[Innov-Agri] L’agroéquipement ne se ment plus

Si la remontée des cours des céréales est de bon augure pour l’investissement, les constructeurs jouent la prudence, face à des clients eux-mêmes circonspects. Les perspectives de la prochaine Pac calment les ardeurs.

Fini l'alignement du marché de l'agroéquipement sur l'évolution des cours du blé et autres céréales ? Peut-être. Dans les allées d'Innov-Agri, les constructeurs sont, à l'instar de tous les acteurs du monde agricole, agriculteurs en tête évidemment, satisfaits de constater la reprise des cours des céréales. « Ce qui est bon pour les céréaliers l'est beaucoup moins pour les éleveurs », tempère aussitôt Michel Weber, directeur marketing et communication chez New Holland. « Ces derniers vont devoir en prime acheter des fourrages. Et puis les maïs grains ne sont pas encore rentrés et la sécheresse qui perdure invite à la prudence ». « Les crises et aléas à répétition rendent les agriculteurs pragmatiques », analyse de son côté Nicolas Millet responsable marketing et communication chez Gregoire-Besson. « Les prix sont rassurants mais certains, pour avoir pris des positions de vente avant, n'en profiteront pas ».
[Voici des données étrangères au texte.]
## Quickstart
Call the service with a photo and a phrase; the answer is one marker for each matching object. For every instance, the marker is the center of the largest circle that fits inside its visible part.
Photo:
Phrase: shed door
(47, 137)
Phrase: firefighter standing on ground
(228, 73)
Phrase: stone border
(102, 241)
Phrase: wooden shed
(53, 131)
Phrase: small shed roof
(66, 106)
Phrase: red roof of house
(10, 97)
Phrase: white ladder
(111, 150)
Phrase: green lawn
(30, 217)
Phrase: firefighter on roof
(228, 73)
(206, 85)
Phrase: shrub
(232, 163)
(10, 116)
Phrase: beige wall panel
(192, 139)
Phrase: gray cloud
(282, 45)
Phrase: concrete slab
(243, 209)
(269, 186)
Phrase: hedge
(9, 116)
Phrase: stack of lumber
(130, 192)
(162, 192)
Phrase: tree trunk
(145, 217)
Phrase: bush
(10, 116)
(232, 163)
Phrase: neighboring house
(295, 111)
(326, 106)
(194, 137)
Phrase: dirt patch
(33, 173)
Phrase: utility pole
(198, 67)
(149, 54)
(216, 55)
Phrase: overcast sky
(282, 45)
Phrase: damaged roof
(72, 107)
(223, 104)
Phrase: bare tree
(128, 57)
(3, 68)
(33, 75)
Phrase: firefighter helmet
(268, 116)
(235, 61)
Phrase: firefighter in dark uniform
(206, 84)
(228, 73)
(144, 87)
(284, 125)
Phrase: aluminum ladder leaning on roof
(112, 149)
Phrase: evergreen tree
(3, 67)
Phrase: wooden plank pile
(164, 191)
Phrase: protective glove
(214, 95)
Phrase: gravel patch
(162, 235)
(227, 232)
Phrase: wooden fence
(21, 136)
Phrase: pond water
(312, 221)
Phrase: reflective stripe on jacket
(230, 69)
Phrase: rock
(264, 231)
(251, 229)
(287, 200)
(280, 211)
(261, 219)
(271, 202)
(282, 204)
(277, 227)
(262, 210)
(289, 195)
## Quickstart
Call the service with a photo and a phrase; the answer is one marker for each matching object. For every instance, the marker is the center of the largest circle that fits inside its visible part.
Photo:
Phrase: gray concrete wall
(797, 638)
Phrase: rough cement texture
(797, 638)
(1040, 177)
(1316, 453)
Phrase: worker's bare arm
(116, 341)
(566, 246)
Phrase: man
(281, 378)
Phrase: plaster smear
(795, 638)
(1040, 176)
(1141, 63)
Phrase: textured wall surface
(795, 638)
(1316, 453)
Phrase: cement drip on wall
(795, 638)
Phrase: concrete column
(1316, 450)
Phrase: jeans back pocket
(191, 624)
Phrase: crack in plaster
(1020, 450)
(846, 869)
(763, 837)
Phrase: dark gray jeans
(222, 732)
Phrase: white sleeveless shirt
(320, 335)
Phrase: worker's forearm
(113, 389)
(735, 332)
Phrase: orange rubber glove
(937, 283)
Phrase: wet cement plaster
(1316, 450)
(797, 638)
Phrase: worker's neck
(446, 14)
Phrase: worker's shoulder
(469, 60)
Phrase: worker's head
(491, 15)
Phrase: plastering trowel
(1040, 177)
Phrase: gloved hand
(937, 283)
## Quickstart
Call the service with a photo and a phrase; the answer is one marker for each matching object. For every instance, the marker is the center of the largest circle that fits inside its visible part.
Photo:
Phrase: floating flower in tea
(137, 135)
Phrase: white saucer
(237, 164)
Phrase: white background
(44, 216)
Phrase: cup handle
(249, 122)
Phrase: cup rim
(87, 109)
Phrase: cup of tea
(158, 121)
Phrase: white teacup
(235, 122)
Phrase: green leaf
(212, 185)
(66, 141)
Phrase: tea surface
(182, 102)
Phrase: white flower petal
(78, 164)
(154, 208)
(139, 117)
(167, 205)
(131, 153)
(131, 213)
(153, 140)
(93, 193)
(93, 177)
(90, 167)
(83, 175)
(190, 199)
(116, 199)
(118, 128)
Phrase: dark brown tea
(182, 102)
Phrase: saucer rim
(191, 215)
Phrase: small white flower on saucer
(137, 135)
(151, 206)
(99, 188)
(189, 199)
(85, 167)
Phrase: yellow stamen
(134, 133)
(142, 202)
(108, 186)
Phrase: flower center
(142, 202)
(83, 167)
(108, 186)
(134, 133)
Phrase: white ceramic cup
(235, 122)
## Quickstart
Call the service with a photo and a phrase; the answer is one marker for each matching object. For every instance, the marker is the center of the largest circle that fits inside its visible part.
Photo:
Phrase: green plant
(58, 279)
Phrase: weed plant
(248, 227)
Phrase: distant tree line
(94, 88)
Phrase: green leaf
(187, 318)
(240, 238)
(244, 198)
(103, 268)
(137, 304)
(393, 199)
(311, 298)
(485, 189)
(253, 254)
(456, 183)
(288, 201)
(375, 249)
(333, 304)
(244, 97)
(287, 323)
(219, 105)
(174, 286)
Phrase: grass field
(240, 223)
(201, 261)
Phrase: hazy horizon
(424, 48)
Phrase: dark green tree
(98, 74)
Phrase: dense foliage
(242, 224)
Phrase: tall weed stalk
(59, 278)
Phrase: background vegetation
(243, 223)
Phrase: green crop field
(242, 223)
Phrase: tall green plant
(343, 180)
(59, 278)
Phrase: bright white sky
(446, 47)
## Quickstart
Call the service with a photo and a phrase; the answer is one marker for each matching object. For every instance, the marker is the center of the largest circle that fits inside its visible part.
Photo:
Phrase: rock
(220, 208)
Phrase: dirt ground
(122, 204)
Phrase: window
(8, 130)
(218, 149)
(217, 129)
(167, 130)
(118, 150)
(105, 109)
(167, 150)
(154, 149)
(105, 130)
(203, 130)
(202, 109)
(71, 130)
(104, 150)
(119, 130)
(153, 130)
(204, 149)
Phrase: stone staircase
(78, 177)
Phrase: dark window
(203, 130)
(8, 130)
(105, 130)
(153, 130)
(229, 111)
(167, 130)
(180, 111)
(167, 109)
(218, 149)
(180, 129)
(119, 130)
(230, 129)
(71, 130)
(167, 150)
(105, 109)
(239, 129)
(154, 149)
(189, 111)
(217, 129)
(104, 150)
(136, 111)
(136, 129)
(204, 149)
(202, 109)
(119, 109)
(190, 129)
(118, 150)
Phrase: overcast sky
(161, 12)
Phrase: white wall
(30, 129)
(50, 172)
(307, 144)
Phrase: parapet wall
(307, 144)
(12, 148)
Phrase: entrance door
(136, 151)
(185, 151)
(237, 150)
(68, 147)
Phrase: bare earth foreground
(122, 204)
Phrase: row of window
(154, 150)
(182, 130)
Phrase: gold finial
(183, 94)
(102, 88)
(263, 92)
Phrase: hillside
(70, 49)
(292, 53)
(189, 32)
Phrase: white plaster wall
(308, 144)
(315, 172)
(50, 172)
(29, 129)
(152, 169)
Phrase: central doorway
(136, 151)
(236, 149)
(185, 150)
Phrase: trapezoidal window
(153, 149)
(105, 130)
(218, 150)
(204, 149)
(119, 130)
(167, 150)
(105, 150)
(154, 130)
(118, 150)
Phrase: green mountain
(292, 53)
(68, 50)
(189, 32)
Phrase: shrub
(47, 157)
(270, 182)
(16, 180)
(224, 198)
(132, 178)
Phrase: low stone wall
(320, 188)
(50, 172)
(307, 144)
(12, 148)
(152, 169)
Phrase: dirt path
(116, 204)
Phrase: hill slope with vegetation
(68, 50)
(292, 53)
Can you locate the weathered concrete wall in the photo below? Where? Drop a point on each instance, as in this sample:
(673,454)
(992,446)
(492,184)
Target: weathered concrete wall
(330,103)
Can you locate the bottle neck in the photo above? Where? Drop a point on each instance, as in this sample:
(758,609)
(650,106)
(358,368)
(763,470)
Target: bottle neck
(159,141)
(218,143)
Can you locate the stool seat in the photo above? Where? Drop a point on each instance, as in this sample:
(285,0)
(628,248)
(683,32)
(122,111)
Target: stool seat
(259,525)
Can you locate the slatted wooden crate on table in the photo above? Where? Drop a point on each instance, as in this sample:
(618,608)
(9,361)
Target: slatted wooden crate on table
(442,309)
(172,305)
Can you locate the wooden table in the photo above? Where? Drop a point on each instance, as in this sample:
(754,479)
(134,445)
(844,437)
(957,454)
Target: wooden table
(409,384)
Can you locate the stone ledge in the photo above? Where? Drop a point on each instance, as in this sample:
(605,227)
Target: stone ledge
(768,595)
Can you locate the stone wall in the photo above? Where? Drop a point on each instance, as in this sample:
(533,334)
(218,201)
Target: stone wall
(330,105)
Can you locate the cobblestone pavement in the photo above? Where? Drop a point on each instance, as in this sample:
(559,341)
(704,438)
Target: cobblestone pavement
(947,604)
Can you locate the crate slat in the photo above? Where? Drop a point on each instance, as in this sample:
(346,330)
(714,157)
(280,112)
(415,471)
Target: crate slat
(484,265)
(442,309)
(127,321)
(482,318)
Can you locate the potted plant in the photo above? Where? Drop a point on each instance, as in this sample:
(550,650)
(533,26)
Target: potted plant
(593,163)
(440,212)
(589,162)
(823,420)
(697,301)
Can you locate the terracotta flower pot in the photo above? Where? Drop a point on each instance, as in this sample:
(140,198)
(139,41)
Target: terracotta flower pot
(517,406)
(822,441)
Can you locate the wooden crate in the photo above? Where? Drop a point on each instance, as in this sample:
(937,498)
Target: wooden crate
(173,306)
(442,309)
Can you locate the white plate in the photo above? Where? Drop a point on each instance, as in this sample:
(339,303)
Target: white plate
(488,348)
Du sur-amortissement au sur-investissement

Avant de ré-investir, la priorité sera donnée aux trésoreries, mises à mal par les prix sinon par les rendements, voire par le sur-investissement. « On l'a vu ici ou là en grandes cultures, concède Nicolas Millet. « En vigne, on a connu dans certains secteurs un épisode de sur-investissement lié au mesures fiscales passées », déclare de son côté Jérôme Mestrude, responsable marketing chez Tecnoma. « On est revenu à la normale depuis. En grandes cultures, on va voir revenir des agriculteurs dont le matériel manifeste des signes de faiblesse et qui vont être forcés de réinvestir. Les réorganisations d'exploitations vont également générer des ventes. Mais pour la vente d'une machine neuve, on va en reprendre trois... ». Dans le secteur de l'élevage, à défaut d'embellie, les constructeurs composent avec la stabilité. « Dans le lait comme dans la viande, la stabilité des prix a soutenu l'investissement dans le matériel de fenaison, de travail du sol et de semis », déclare Jean-Marc Debien, directeur marketing chez Kuhn. « Mais on se pose la question suivante : les agriculteurs et les éleveurs étant rompus à faire durer leurs matériels plus longtemps, ne vont-ils pas les conserver une ou deux années de plus ? ».

Nouvelles stratégies d'équipement

Il faudra attendre quelques mois pour jauger la portée de la reprise des investissements dans les agroéquipements, si reprise il y a. Car si le matériel supporte les années, il supporte aussi le partage, en Cuma sinon sur les plateformes d'échange. « Je ne vois pas le co-farming changer fondamentalement la donne », analyse Jean-Marc Debien. « En revanche, la délégation de chantier aux entreprises de travaux pousse à la roue. On note également des raisonnements d'achat davantage basés sur les marges et sur les seuils de rentabilité ». « Les agriculteurs, en quête de sécurisation, optent pour des formules au coût/ha connu d'avance et maîtrisé », souligne Michel Weber. « Cela passe par du crédit-bail, des extensions de garantie, des packs service ». New Holland se risque à une prévision de croissance d'environ 5 % pour la pré-saison 2019. Le marché de l'agroéquipement pourrait aussi profiter des remises en question environnementales. On pense au glyphosate et aux matériels de travail et d'entretien du sol en premier lieu. « Les agriculteurs vont diversifier leur assolement, peut-être redécouper leur parcellaire, nous amenant à revoir à la baisse le gabarit de nos machines », anticipe Nicolas Millet. Dernière incitation à la prudence : le serrage de vis que préfigure la réforme de la PAC, dont les tenants et aboutissants devraient être connus d'ici à septembre 2019. La fenêtre d'investissement ne sera décidément pas grande ouverte.